Warming Up to Warming Up: Three Things Coaches Should Know About Preparing Athletes for Play

Coaches are responsible for many different aspects of the youth sport experience. On a typical day, most coaches are expected to organize practices that prepare kids for games, teach sports skills, and promote important lessons like teamwork and sportsmanship. Youth sports coaches are also tasked with

keeping track of key statistics, communicating with parents, fostering inclusiveness, and ensuring the health of their players by using proper protective equipment and following current safety guidelines.

While all these responsibilities are important, leading a proper warm-up for youth sports participants is among the most important.
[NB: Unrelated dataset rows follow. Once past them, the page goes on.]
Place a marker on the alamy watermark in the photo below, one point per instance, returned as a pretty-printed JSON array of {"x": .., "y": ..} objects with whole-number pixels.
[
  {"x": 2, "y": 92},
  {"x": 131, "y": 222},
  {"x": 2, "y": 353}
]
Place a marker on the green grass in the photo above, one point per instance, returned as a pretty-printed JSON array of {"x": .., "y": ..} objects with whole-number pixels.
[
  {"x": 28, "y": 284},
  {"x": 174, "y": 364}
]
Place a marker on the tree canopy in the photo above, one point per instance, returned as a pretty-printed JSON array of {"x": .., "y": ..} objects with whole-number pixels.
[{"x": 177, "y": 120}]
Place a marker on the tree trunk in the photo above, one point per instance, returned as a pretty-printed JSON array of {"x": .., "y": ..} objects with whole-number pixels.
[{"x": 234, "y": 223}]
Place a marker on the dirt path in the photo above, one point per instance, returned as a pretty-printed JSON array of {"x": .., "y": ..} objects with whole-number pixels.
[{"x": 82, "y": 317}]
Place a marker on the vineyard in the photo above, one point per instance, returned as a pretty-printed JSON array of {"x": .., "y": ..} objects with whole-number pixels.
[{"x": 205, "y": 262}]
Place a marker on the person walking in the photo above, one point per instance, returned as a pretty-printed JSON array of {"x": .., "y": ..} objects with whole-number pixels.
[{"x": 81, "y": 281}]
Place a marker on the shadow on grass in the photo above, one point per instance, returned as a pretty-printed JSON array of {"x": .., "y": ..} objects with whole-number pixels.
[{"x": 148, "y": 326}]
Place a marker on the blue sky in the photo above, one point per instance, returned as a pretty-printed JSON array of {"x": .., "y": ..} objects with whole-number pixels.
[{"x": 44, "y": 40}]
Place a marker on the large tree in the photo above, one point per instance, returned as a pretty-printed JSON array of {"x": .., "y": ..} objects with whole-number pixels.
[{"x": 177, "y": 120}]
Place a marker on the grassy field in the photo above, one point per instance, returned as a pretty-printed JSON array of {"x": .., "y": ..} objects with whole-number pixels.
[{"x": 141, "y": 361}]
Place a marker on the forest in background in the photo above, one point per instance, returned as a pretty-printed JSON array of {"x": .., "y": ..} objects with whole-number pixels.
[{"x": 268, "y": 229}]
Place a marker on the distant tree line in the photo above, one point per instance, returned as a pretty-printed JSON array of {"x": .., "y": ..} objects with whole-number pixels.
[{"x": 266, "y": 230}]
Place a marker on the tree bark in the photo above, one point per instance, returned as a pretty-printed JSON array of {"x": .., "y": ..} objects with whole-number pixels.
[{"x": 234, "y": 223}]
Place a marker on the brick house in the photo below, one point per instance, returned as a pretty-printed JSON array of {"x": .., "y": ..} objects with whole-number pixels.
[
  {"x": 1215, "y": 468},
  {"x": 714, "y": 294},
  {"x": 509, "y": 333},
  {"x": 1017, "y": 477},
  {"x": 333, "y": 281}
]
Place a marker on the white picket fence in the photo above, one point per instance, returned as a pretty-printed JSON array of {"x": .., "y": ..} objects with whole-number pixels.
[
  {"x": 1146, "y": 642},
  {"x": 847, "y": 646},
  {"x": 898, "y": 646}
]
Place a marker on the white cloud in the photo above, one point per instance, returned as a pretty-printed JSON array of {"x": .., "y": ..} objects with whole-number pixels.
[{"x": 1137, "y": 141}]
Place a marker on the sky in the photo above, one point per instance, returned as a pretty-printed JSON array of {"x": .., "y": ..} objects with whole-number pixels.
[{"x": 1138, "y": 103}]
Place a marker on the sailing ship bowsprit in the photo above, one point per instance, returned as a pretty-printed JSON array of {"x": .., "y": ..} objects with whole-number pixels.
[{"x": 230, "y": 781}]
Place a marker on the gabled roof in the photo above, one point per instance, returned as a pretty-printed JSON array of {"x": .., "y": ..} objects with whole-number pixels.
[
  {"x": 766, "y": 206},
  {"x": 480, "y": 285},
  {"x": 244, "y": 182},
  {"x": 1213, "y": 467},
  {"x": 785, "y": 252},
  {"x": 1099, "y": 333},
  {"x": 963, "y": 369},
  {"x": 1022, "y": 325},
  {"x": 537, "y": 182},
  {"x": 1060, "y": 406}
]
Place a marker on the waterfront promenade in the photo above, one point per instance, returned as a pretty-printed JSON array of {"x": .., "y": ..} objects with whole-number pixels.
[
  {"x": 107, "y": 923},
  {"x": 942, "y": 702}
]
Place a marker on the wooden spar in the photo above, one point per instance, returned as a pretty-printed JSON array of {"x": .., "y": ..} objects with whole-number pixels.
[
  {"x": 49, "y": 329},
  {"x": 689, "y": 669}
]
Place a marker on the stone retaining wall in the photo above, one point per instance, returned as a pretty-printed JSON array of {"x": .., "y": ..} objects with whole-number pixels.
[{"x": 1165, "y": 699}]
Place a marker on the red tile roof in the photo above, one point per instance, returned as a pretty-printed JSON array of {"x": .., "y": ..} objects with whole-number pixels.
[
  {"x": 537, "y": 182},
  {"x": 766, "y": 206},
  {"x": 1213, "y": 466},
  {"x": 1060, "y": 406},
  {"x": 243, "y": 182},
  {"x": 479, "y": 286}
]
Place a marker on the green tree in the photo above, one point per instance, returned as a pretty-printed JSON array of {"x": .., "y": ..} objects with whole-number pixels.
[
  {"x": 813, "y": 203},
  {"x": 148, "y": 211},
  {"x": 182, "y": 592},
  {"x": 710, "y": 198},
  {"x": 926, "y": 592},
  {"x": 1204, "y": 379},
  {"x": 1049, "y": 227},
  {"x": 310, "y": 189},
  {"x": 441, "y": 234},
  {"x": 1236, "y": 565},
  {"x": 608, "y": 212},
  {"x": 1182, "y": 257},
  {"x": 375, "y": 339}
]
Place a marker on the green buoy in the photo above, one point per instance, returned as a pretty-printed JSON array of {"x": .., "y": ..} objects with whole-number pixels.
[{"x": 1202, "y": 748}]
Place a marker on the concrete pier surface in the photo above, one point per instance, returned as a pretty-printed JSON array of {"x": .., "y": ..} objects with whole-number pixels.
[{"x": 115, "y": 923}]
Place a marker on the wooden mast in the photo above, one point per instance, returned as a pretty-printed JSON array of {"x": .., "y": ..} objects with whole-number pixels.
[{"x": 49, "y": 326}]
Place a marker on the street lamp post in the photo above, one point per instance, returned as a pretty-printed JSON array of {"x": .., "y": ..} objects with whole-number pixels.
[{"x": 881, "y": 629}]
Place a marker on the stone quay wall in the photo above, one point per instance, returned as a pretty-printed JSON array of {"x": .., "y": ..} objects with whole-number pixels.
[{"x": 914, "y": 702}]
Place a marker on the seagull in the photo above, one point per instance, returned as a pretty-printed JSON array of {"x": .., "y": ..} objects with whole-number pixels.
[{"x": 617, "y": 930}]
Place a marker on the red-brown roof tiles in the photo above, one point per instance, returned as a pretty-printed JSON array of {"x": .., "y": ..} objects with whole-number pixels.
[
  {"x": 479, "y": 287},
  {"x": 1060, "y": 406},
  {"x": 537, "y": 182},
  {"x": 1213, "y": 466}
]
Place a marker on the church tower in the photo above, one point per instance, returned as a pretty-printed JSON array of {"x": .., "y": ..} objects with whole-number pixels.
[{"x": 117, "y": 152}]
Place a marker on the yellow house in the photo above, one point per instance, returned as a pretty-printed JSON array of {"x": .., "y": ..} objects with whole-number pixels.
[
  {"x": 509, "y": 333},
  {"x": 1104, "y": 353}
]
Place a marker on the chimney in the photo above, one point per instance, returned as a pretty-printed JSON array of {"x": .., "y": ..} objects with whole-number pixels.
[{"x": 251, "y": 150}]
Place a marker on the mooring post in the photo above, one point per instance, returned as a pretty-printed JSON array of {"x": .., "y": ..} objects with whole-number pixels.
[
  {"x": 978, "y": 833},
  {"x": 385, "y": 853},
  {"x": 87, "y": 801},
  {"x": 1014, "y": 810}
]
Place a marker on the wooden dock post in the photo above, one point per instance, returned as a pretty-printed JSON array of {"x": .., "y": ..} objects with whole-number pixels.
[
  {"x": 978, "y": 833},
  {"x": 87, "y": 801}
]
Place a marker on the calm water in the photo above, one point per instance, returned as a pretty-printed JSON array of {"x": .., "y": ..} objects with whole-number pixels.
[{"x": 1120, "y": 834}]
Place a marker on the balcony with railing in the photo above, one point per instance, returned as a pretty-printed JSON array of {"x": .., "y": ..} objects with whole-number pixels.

Interestingly, the practice of preparing for athletic activities by warming up can be traced back thousands of years. Athletes in ancient Greece routinely received massages and performed gentle full body movements before they began exercising. Similarly, Roman gladiators completed exercises that became progressively more intense at the start of their training sessions. In many cases, these athletes were supervised by professional trainers to make sure they were prepared for the demands of their upcoming activities – a situation not too different from modern-day sports in America.

Unfortunately, warm-ups are often shortened or skipped altogether to allow enough time for other activities. Additionally, most coaches are not trained to properly lead a warm-up and rely on outdated and ineffective routines. Sometimes players lead the warm-up themselves – greatly limiting the effectiveness of the activity. Here are three important things that youth sports coaches should know about warm-ups for their athletes:

The purpose of warm-up is to prepare athletes’ bodies to handle upcoming workloads.

Training load is a hot topic in sports these days. From kids playing sports for the first time to elite professional athletes, sports medicine experts have developed guidelines around the amount of time and the intensity of their training. Beginning a training session with exercises that increase joint mobility, promote blood flow to key muscle groups, and stimulate nerves that control important body functions like balance and coordination allows athletes to gradually prepare – both physically and mentally – for the workload that follows. A proper warm-up is an important strategy to successfully manage training load.

Warming up regularly can dramatically reduce the risk of injury.

Warm-ups can be thought of as mini training sessions, providing coaches with several opportunities each week to incorporate exercises into training that help protect players from injury. Researchers have found that certain warm-up routines performed several times per week can dramatically decrease injury rates among young athletes.  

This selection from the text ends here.